Nights spent listening to my parents argue reminded me of the Beast raising his voice to Bell in the Disney classic Beauty and the Beast. In this movie, the message conveyed was that a woman’s job is to quench the blazing fires of a man’s rage with her sweet, passive demeanor and then be a stern mother figure like Belle when necessary. That ultimately, women are the perfect solution for broken monsters. Our love can break the spell cast over the toxic male to reveal the prince locked away beneath his terrifying exterior. 

These dangerous depictions obscure important questions—who centers the woman’s safety? Who protects her when she fails to extinguish the man’s anger? Why is it a woman’s responsibility to calm the raging beast? And what happens if and when she finds herself on the receiving end of that anger? All my life, I watched women accept anger and failure from men at the expense of their own wellbeing. We put ourselves in danger to save them. Who made that our responsibility? And to what end? After years of watching this unhealthy dynamic play out, and never in the woman’s favor, I decided I was done being the glue-master destined to piece a man back together. I promised myself I would never be the woman that tries to gather the broken shards of a man and reassemble him into what I needed.  

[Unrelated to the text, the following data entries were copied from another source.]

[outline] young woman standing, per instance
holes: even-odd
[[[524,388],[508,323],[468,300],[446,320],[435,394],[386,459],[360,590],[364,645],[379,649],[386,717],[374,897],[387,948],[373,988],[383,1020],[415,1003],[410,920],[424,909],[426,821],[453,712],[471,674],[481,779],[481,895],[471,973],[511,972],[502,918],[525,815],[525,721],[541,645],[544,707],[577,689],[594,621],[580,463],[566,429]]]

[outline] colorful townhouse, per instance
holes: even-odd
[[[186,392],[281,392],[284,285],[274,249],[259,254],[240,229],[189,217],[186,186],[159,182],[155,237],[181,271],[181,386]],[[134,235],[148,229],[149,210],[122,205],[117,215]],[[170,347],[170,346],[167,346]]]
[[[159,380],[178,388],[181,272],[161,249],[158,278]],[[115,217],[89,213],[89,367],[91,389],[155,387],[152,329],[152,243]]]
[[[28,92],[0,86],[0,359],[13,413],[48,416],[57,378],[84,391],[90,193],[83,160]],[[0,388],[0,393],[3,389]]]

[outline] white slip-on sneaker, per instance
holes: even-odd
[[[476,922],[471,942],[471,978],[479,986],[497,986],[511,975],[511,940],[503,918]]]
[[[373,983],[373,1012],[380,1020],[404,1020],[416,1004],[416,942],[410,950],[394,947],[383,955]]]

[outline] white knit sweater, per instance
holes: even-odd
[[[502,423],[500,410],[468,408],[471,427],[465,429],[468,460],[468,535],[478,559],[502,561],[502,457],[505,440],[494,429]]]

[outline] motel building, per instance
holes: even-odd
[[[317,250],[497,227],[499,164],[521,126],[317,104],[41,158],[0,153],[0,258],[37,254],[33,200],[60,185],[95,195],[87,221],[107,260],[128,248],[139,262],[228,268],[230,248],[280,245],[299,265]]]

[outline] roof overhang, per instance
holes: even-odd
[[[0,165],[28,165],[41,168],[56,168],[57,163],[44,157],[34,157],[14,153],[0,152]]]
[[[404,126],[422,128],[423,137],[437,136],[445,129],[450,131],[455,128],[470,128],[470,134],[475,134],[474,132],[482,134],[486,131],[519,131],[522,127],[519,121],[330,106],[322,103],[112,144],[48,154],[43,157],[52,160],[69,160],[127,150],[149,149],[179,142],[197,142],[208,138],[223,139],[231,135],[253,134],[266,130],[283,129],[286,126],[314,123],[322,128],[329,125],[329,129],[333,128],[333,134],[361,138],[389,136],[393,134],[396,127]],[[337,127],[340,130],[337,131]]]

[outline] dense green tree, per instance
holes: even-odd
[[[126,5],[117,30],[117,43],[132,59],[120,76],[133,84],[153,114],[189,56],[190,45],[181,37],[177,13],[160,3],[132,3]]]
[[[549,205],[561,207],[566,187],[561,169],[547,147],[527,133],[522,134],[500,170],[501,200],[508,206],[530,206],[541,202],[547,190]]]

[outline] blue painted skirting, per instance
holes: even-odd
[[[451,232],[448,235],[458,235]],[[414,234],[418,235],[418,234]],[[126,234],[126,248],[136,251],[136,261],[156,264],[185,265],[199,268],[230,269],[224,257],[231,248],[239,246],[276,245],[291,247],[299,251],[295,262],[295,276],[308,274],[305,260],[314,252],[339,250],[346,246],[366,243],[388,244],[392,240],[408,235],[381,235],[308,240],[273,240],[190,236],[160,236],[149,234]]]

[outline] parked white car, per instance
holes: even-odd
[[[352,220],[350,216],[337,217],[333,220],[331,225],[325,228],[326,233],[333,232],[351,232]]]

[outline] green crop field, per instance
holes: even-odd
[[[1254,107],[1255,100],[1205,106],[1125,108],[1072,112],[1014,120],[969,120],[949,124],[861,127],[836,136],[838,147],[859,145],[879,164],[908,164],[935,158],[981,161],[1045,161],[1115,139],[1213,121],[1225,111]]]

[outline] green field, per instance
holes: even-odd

Looking back, I realize my mother never talked to me about the messaging in Beauty and the Beast. How the brute might be idealized and romanticized, but in reality, he might be guilty of domestic violence, manipulation, or abuse. No one sat me down to tell me that actually, Beauty and the Beast is a cautionary tale of Stockholm Syndrome.

I think of all the stories of women that stayed with their husbands “in spite of” and how we praised them for their resilience. I always wondered, just what was it in spite of—in spite of themselves? In spite of their safety, their children’s safety? What’s perpetuated here is the notion that not only can women “handle” heavy burdens but that our needs come last. Our well-being and happiness come last. What I long for, what I dream for us are well-adjusted, safe, and supportive partnerships, where everyone is safe and cared for. Relationships must be balanced and built on love and respect. Partnerships should be about being slow to anger and quick to listen—being a team of two whole people with emotional intelligence. The sad thing is, I grew up thinking that was the fantasy. That finding a man who knew how to communicate with words rather than fists was impossible. Now I know it is the standard.